Dolayısıyla ‘İslâmiyet Araplara indirilmiş hükümlerdir.’ İddiası; İslâm’ı bilmeyenlerin, ısrar etmeleri hâlinde ise, İslâmiyet’i inkâr edenlerin düştüğü vahim bir hatâdır.

Din ile ilgili olarak bir soru da şöyle sorulabilir: Bütün kültürlerin medeniyetlerin kaynağı dindir. Peki din olgusunun kaynağı nedir?

Bu soruya da şöyle cevap verilebilir: ‘İnanma ve tapınma, bir güce sığınma, o gücün iyiliklerinden yararlanma, kötülüklerinden korunma ihtiyacı.’

Târihî incelemeler; medenî ve bedevî hattâ vahşî insanların hepsinde inanma, tapınma, sığınma ve güvenme gibi duygular umûmî bir ihtiyaçtır. Vaktiyle mağaralarda ve taş kovuklarında vahşî bir hayat yaşayan ilkel kabileler de bu özelliklerden uzaklaşamamışlardır.

Din duygusu, yaratılışımızın değişmez bir vasfı ve ayrılmaz bir özelliğidir. İnsanın mâhiyeti araştırılırken berâberinde ‘din’ fikrinin düşünülmemesi mümkün değildir. Bu fikrin değişik zaman dilimlerinde ve farklı mekânlarda, çeşitli şekillerde doğması ve yayılması neticesinde dinler ortaya çıkmıştır. Özet olarak din, ruhun; fıtrî ve doğuştan özelliğidir.

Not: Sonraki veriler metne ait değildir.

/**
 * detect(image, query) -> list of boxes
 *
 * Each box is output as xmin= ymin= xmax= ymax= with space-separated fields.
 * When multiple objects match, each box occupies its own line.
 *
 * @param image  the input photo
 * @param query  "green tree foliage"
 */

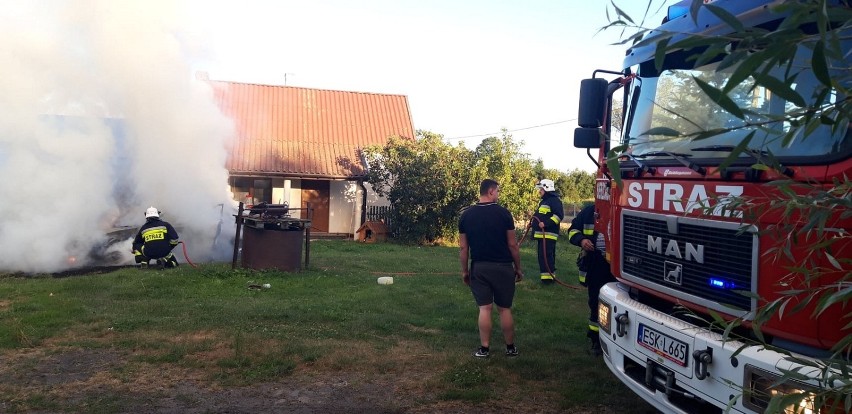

Doğuştan gelen din fikri, milletlerde sosyal hayatın ihtiyaç ve gereklerine göre gelişmiş, her kavmin ve milletin medenîleşmesinde temel esas olmuştur. Târih ilmi, toplu olarak yaşayan sosyal grupların hepsinde bir dinin hâkim olduğu gerçeğini ortaya koymaktadır.

Bütün insanlarda inanma, tapınma, sığınma ve güvenme gibi duygular ihtiyaç olmakla birlikte; din fikri yalnızca korku ve ümit gibi haller neticesinde varlığını devam ettiren bir olgu değildir. Öyle olsaydı; insanların ilerlemesi ve gelişmesi sonucunda tabiat kuvvetlerinin niteliğini öğrenmeleri ve onlardan korunmayı becerebilmeleri ile bu fikir sona ermiş olurdu. Gerçekleşen olaylar, bunun aksini ortaya koymaktadır.

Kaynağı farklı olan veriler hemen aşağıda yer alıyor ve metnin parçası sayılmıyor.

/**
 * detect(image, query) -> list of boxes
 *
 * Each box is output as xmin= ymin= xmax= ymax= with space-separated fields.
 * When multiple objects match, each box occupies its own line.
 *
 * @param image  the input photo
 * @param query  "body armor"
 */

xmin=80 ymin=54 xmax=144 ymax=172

Tabiat kuvvetleri karşısında ilkel insanlarda uyanan korku ve ümit, bu kuvvetlerin mâhiyetini ve son derece düzenli bir şekilde işleyişlerini fark eden kimselerde görülen kendinden geçme duygusu, din fikrini yeniden meydana getirmemiş, doğuştan var olan bir şeyin canlanmasına sebep olmuştur.  Sosyal hayatın gerektirdiği durumlar da aynı neticeyi hazırlamıştır. Özetle din fikri, insan ruhunun özel bir durumudur. Bu özellik, değişik gruplarda tabiat kuvvetleri ve sosyal hayatın çeşitli etkileri altında grupların bilgi seviyelerine uygun bir tarzda farklı şekillerde ortaya çıkar. Bu fikir, kendilerine peygamber gelmeyen gruplarda garip bir şekilde kendini göstermiş, birçok efsâne, hurâfe ve ibâdetlerin ortaya çıkmasıyla neticelenmiştir. İlahî vahiy ile kendine tâbi olanları aydınlatan peygamberlerin irşadına nâil olan kavimler ise gerçek yaratıcıyı tanımış, kendi elleriyle yaptığı putları ve âyinleri terk ederek gerçek yolu bulmuşlardır.

(*) vahiy: Allah (cc) tarafından Peygamberlere gönderilen ilahî kelam ve haber.